= Gullen khel =

Village in Mianwali District, Pakistan

Gullen khel گلن خیل is a small village in the Mianwali District of Punjab Province in Pakistan.

==Location==
It is located some 45 km on the north of Mianwali city. Relatively larger towns of Daud Khel and Kalabagh in the vicinity are well-known than Gullen khel. Especially Kalabagh is famous because of disputed Kalabagh Dam, which was to be built in this area. Indus River flows at almost 3–4 km north west of Gullen khel near the towns of Kalabagh and Paki Shah Mardan.

==History and culture==
Gullenkhel is a relatively new town, which started getting populated around 1940 by the migration of Awan people from the "Malkaan aali pati" ( Area of Nawab of Kalabagh) and other areas. Gullen Khel was named on the name of man Gull Muhammad who migrated from Khairabad to Gullen Khel in early 1900's. Gullen khel has one government middle school for boys and a primary school for girl students. Gullen khel is located adjacent to Pak American fertilizers industrial fertilizer manufacturing plant. It is populated on the both sides of road ( around 1 km). Since, Gullen khel is in proximity with the Pak American Fertilizers and Maple leaf cement industrial plants, trucks which transport these products to the different parts of Pakistan and to the port for export are usually parked around the road of Gullen khel. Due to this trucking activity, a number of restaurants have been developed in Gullen khel.

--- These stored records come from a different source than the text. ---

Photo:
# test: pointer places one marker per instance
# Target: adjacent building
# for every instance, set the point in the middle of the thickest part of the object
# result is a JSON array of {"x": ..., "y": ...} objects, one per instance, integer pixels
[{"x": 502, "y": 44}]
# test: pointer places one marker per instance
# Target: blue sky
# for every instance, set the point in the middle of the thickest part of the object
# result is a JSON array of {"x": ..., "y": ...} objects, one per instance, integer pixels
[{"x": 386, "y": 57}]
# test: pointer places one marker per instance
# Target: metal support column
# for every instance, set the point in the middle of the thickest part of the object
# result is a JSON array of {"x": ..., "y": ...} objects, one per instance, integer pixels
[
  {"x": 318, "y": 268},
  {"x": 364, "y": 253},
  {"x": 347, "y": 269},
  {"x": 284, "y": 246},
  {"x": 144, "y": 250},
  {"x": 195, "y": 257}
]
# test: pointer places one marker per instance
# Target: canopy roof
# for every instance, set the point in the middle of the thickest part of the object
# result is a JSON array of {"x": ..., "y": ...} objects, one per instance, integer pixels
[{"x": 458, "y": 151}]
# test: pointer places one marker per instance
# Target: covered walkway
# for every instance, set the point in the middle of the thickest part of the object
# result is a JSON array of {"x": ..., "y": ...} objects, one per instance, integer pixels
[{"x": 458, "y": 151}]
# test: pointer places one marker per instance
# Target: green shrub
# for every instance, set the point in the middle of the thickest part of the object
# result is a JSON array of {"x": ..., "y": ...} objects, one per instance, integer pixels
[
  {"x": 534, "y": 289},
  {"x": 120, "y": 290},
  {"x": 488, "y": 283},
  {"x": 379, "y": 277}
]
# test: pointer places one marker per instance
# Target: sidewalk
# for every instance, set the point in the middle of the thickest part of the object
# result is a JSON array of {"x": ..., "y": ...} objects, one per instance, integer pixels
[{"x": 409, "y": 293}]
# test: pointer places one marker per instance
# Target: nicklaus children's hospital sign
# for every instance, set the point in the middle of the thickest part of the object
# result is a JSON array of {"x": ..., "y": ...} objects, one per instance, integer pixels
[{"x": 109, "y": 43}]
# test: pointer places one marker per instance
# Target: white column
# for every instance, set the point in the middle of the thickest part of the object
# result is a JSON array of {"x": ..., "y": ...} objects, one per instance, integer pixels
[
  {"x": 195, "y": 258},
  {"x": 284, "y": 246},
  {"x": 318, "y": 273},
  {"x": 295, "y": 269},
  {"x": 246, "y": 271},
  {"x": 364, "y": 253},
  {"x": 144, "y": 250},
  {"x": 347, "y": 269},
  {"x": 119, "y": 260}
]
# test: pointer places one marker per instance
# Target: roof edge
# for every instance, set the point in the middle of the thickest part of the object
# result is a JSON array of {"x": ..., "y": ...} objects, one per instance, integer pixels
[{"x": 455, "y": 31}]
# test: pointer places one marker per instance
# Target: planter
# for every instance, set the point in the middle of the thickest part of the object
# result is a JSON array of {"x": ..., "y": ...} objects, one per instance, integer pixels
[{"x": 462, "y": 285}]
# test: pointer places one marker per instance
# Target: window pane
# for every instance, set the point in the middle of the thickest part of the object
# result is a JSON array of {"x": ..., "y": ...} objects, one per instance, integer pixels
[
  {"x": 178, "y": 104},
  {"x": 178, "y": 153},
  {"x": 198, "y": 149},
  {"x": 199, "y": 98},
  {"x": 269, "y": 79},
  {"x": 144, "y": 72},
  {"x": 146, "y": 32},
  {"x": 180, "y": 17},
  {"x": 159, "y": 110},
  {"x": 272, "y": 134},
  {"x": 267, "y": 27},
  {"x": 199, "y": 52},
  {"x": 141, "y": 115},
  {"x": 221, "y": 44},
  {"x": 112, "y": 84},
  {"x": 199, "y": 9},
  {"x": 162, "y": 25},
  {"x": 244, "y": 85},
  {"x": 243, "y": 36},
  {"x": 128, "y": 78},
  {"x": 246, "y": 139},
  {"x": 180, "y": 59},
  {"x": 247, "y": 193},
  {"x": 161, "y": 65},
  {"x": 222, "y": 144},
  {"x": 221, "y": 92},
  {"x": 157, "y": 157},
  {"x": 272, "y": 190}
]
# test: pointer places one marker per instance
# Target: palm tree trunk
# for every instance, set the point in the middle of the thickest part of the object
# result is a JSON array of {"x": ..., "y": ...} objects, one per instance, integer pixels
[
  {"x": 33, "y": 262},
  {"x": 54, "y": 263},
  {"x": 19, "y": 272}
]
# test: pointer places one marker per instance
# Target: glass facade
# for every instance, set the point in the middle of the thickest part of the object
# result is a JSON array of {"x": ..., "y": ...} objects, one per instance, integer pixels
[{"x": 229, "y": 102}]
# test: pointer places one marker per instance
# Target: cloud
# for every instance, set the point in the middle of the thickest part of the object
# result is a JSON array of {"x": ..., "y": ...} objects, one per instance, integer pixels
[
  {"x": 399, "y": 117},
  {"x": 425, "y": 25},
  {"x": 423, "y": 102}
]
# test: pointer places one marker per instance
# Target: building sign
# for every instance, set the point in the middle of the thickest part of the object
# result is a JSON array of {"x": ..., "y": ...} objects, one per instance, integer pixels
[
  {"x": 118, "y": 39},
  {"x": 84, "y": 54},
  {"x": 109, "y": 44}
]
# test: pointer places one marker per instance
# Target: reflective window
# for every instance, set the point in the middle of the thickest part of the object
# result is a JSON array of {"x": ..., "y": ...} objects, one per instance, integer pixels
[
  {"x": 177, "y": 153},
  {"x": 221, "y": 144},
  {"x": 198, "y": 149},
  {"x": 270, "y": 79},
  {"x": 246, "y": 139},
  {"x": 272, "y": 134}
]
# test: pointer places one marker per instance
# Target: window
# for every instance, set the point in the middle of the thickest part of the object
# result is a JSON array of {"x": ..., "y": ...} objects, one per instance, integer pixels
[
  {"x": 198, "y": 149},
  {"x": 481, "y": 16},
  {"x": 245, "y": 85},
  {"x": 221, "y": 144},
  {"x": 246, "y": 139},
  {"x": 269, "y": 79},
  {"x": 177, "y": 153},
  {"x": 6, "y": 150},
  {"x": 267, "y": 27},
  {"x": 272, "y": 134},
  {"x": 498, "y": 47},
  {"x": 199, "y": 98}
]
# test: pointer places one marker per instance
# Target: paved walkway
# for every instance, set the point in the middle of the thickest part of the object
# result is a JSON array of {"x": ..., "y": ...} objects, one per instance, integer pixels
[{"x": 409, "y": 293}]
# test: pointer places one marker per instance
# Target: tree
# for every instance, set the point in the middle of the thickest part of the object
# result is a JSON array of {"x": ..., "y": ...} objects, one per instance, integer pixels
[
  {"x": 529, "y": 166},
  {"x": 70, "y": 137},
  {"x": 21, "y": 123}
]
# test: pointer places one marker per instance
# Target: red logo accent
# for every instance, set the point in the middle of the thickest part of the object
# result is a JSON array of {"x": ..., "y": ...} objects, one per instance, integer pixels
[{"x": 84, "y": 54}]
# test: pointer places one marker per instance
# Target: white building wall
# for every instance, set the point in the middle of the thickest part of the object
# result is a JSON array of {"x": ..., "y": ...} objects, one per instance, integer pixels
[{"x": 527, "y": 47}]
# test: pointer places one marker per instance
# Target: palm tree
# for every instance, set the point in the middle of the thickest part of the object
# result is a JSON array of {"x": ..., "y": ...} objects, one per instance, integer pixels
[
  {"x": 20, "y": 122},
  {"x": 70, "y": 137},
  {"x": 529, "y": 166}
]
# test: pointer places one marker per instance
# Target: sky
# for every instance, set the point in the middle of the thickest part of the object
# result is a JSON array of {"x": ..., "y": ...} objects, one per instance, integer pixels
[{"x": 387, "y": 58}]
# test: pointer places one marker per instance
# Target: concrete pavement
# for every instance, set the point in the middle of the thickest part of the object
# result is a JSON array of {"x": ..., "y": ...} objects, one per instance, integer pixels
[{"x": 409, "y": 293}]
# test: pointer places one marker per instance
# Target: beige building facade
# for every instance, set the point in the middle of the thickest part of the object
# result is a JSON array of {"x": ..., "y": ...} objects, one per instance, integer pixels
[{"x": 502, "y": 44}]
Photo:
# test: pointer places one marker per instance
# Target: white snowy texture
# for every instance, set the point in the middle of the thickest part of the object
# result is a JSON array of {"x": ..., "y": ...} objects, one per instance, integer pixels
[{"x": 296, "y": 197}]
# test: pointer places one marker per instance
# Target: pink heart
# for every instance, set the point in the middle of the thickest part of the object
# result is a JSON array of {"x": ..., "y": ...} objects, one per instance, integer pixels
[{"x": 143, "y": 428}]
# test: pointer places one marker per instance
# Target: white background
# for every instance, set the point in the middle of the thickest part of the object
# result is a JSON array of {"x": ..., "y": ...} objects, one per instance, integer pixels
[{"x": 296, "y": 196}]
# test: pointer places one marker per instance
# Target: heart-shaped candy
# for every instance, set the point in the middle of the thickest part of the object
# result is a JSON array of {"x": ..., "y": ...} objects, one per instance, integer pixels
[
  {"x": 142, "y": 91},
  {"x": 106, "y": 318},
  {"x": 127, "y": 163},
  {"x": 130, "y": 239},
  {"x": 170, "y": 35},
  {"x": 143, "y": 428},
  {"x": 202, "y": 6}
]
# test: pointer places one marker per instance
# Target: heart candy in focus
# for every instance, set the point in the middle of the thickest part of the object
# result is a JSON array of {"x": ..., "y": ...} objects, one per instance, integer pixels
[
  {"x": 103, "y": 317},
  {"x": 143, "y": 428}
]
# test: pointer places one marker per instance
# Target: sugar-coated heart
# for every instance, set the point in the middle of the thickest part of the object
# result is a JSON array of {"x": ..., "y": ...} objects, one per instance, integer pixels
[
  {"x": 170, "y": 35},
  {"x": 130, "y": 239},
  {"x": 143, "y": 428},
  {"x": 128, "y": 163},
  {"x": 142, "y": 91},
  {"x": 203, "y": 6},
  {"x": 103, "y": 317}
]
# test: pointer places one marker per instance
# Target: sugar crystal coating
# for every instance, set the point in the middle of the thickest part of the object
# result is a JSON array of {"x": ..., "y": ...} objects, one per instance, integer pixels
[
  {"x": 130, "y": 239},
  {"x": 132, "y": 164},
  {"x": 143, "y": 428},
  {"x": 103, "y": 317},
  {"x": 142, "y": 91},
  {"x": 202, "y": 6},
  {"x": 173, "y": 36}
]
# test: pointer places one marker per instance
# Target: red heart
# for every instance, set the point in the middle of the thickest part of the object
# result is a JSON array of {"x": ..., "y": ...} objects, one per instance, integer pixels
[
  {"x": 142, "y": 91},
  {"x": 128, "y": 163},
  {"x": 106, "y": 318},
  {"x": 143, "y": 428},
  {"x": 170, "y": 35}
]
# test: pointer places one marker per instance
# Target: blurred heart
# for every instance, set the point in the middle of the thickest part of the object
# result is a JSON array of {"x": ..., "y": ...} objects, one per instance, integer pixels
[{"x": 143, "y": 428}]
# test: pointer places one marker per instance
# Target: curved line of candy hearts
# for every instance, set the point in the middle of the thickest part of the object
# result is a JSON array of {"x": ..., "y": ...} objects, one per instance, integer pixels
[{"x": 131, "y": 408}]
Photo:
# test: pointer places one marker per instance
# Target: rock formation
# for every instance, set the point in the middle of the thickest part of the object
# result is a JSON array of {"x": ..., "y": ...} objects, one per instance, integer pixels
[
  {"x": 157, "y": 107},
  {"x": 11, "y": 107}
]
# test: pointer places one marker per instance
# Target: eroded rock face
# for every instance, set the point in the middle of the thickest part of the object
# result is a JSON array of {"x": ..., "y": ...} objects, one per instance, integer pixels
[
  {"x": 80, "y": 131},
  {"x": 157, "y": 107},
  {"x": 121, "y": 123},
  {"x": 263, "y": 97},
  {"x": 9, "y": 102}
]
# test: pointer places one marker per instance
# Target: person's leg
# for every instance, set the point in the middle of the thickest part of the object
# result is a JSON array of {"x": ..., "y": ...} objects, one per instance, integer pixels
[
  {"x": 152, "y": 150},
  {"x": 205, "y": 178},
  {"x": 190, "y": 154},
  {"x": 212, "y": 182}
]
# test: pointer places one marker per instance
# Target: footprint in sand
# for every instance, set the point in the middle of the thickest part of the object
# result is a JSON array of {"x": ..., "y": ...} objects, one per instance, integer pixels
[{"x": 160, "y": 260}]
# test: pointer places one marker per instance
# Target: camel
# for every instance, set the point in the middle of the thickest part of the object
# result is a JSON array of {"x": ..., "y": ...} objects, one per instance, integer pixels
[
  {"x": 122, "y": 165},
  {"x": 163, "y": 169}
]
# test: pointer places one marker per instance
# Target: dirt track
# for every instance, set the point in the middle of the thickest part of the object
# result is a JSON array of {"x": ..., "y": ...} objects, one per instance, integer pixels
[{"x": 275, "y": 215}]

While most of the residents do business in transport, contractorship, and shops, etc., the youth are well educated and mostly settled in cities, predominantly in Islamabad. However, people of Gullen khel living in other cities like to be in their native town of Gullen khel at all important events such as Eid and Ashura.

==Religious harmony==
Most of the People of Gullen khel are relative to each other. Yet, nearly 50% of the population is shia and 50% is sunni because of the conversion of the population from sunni to shia sect by the preachings of Ustad Gul Khan (a notable figure of Gullen khel who died in 1994). Originally, almost all of the people were sunni in the early 20th century. People from both sects live in peace and brotherhood. Intersect marriage is also exercised occasionally.

==Etymology==
The word "Khel" خیل is commonly used in Mianwali for representing a place or a cast. Gullen گلن is derived from the name of someone with the same name who was among the first to live in the place which is called Gullen khel today.